Eine hervorragende und kämpferische Rede habe er gehalten, der "zukünftige Präsident Kerry", sagen seine Anhänger. Ein Demokrat, der sich bei seiner "Krönung" mit Veteranen umgab, Geld für Werbespots sammelt von Generälen und ehemaligen Republikanern, einen höheren Militärhaushalt in Aussicht stellt und zehntausende zusätzliche Soldaten anheuern will. Einer, der seine Tapferkeit als Offizier im Vietnamkrieg endlos als Indiz seiner Führungsqualität zitiert, nie aber seine Zivilcourage als Heimkehrer und Aktivist gegen den Krieg. Die unangenehme Frage, ob sich Kerry letztendlich wirklich von George W. Bush unterscheidet oder ob er nur aus wahltaktischen Gründen die Flagge schwenkt, wird unter den Teppich gekehrt.

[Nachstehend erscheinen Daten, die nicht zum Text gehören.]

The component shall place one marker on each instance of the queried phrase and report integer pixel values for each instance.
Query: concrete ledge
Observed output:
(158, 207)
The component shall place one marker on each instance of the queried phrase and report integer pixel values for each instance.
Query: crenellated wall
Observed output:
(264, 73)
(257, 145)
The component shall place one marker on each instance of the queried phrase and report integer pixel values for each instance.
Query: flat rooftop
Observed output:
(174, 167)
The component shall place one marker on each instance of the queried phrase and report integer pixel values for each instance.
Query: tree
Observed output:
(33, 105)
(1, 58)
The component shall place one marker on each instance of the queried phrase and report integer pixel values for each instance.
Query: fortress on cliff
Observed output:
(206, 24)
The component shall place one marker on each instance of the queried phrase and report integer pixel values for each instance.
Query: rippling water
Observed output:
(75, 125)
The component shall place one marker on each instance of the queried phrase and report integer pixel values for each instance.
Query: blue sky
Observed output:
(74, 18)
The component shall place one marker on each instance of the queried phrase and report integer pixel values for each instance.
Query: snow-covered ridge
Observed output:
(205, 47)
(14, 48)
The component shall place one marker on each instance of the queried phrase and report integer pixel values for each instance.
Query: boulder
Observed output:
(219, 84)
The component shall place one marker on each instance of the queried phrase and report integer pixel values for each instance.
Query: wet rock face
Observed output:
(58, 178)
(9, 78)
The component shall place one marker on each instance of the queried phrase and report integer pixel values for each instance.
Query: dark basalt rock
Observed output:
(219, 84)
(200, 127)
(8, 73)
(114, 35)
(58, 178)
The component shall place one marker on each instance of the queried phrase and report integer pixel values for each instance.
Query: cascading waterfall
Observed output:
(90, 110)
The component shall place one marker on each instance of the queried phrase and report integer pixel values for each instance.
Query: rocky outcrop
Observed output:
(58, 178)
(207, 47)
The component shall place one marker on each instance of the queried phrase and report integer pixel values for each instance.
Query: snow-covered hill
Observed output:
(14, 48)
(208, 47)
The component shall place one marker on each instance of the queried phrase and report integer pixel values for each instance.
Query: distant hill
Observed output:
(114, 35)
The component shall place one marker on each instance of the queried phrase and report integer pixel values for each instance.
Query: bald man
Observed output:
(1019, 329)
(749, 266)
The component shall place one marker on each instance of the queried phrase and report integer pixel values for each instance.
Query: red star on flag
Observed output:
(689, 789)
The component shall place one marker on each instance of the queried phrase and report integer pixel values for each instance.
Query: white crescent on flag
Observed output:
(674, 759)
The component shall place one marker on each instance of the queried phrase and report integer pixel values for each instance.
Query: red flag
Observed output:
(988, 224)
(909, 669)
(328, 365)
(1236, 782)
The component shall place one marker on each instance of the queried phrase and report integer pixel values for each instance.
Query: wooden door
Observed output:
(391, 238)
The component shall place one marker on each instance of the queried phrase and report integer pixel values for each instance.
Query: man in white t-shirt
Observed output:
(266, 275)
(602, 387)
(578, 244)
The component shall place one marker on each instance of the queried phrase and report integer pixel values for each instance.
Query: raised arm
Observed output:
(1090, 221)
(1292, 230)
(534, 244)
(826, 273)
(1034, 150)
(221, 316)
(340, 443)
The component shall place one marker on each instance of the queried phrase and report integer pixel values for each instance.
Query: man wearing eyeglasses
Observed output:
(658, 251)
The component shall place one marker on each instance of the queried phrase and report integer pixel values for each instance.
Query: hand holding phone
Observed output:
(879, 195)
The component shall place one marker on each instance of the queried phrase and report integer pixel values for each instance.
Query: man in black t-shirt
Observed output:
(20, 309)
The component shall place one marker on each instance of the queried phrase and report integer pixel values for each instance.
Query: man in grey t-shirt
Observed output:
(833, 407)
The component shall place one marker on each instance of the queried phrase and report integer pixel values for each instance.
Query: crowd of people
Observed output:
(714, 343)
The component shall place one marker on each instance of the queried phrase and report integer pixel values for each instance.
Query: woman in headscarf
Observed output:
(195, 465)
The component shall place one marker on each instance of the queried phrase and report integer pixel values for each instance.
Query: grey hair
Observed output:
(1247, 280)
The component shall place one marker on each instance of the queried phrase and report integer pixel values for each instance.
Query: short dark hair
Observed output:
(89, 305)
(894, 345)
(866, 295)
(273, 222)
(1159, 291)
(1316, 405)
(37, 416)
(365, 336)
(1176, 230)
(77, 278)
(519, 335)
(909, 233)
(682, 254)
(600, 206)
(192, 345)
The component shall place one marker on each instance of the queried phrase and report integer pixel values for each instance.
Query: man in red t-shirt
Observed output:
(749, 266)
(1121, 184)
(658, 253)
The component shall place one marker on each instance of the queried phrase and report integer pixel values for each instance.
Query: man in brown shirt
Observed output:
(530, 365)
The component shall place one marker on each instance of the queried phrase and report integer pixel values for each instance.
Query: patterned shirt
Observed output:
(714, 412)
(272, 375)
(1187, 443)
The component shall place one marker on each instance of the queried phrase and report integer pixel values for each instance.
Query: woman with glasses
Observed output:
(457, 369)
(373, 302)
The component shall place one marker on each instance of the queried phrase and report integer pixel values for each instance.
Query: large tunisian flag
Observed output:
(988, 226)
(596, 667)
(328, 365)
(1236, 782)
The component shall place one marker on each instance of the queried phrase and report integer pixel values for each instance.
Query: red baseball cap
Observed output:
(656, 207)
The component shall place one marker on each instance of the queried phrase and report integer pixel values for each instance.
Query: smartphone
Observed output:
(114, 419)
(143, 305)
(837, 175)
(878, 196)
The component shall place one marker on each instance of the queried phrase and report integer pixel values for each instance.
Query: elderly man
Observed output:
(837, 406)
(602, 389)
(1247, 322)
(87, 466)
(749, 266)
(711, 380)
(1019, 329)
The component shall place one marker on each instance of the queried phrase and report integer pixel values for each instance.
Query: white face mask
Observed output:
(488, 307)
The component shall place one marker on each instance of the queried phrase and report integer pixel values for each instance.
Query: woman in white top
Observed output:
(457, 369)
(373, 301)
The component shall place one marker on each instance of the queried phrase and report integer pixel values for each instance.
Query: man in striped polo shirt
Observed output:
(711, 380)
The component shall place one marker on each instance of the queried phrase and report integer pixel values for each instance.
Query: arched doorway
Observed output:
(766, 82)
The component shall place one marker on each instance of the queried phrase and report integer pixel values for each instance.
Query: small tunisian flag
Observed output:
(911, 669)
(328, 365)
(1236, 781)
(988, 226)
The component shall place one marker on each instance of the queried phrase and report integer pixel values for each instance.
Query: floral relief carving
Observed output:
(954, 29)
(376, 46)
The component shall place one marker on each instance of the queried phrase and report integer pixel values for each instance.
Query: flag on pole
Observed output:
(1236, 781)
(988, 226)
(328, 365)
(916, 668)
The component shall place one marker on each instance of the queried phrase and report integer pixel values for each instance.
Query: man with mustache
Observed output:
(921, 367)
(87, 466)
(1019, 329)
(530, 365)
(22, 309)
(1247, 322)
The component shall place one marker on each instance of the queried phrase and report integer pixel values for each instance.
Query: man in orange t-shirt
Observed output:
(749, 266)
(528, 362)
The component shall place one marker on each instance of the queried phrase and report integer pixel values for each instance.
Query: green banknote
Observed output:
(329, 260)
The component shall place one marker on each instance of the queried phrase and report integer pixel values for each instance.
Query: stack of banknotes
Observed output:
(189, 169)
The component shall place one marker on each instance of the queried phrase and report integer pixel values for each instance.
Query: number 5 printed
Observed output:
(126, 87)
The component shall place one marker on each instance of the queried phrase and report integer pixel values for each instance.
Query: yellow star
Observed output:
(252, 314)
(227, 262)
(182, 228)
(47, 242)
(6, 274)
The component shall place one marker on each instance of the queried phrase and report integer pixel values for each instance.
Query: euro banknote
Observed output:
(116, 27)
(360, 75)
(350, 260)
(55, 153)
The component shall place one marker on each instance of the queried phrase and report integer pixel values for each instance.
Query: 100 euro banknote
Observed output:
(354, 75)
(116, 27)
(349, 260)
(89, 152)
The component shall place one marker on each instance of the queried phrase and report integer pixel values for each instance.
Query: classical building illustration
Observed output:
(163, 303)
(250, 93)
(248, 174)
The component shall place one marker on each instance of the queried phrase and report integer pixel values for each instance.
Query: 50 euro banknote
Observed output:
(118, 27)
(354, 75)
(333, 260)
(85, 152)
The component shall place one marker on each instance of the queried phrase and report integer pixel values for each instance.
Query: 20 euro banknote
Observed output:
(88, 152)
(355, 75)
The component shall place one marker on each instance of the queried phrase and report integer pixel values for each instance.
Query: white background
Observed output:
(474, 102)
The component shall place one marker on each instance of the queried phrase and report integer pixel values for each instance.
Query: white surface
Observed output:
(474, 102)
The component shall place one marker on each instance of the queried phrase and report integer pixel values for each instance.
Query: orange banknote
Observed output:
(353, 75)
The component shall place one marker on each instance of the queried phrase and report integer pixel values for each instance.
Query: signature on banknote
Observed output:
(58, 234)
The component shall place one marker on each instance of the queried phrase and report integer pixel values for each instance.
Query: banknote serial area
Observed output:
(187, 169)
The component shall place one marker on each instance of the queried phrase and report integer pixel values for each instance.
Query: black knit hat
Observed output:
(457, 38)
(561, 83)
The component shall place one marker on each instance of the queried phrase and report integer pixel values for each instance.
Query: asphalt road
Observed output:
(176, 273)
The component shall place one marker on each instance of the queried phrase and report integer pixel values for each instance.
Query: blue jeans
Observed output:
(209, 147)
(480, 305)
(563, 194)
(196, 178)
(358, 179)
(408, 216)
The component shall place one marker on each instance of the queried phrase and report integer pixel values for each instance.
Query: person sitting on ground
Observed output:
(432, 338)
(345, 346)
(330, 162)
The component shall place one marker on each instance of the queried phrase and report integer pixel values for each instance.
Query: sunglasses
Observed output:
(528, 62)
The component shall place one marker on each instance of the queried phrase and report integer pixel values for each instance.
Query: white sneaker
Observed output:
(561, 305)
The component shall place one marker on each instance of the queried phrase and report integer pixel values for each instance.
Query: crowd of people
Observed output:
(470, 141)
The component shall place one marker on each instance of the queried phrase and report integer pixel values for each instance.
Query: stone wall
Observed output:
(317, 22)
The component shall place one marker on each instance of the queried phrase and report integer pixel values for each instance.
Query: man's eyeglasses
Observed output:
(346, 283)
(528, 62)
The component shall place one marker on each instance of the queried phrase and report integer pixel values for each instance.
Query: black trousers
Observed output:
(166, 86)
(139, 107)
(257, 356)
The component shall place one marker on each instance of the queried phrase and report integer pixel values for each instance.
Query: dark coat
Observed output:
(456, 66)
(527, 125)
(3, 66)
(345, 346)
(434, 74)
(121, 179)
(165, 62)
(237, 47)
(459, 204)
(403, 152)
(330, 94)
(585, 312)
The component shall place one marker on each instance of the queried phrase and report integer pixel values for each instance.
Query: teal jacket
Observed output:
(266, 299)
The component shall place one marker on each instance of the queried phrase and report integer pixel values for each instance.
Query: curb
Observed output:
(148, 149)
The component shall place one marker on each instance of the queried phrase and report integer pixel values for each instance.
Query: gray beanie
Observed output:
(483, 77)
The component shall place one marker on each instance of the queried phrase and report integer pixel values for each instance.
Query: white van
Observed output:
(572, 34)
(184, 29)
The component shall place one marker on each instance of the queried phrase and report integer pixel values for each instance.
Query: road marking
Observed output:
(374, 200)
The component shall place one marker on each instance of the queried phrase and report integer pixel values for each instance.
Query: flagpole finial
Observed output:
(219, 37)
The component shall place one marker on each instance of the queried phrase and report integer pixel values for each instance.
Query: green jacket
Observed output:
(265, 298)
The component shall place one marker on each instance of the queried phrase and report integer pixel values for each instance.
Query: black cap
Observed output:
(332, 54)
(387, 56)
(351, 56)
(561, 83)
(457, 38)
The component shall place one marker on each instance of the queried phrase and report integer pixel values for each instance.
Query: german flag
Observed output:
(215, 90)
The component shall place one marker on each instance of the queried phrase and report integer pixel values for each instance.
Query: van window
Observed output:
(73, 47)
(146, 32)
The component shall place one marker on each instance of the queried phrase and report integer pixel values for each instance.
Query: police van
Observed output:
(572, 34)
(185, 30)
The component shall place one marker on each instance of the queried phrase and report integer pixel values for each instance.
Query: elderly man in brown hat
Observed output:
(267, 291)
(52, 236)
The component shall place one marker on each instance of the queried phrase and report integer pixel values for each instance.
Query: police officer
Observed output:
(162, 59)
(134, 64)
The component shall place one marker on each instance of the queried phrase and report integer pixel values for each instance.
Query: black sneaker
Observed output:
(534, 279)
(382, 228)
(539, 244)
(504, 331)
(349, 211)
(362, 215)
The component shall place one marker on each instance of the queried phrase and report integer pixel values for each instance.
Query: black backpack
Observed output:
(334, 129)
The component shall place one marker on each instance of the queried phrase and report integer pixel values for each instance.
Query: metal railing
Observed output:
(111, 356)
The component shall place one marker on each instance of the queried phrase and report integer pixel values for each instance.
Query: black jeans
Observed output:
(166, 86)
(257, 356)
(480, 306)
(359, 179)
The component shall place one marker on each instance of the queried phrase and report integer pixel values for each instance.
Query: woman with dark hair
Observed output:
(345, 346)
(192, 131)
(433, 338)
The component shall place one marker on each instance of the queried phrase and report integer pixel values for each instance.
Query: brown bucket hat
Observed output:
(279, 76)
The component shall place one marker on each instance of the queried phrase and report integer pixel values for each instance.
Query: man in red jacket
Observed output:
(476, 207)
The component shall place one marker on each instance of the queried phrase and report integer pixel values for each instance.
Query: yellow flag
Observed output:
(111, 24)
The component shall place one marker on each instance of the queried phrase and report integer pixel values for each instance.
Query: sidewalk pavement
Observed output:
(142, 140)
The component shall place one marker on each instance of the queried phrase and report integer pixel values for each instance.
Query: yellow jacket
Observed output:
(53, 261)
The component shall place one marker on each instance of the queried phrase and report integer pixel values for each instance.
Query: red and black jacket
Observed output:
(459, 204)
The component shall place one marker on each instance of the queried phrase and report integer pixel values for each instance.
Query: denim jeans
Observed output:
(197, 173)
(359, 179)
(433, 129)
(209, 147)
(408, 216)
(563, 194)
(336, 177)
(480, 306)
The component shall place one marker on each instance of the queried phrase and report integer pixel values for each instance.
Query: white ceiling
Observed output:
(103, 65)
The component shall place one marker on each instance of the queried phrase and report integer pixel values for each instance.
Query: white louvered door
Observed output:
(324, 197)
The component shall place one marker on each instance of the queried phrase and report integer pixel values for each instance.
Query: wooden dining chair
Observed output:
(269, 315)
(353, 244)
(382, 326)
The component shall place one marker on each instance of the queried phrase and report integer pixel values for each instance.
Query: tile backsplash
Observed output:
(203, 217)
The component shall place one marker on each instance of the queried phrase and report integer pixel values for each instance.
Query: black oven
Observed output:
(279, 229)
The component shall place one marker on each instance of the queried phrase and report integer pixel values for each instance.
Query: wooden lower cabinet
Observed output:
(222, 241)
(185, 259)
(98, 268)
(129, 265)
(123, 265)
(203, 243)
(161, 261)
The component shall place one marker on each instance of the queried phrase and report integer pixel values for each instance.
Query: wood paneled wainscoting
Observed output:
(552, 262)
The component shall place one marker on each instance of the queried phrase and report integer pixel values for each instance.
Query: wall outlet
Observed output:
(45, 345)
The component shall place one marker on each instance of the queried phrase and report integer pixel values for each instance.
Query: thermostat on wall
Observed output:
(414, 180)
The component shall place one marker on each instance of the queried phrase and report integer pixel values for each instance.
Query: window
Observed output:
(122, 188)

Die Demokraten verteidigen ihre Einheit, und es fällt ihnen nicht schwer. Denn beim Gedanken an noch mal vier Jahre Bush sammeln sich alle hinter dem Kandidaten. Außerdem wolle Kerry, so die Botschaft an die eher skeptischen Wähler, Bush´s Steuerreform zu Gunsten der Superreichen zurücknehmen, den Umweltschutz stärken und die Entwicklung alternativer Energiequellen fördern. Kerry, so heißt es, setze auf internationale Kooperation. Und er will einen Justizminister einsetzen, "der sich an die Verfassung hält" - ein Seitenhieb auf John Ashcroft, der selbst in öffentlichen Bibliotheken schnüffeln lässt.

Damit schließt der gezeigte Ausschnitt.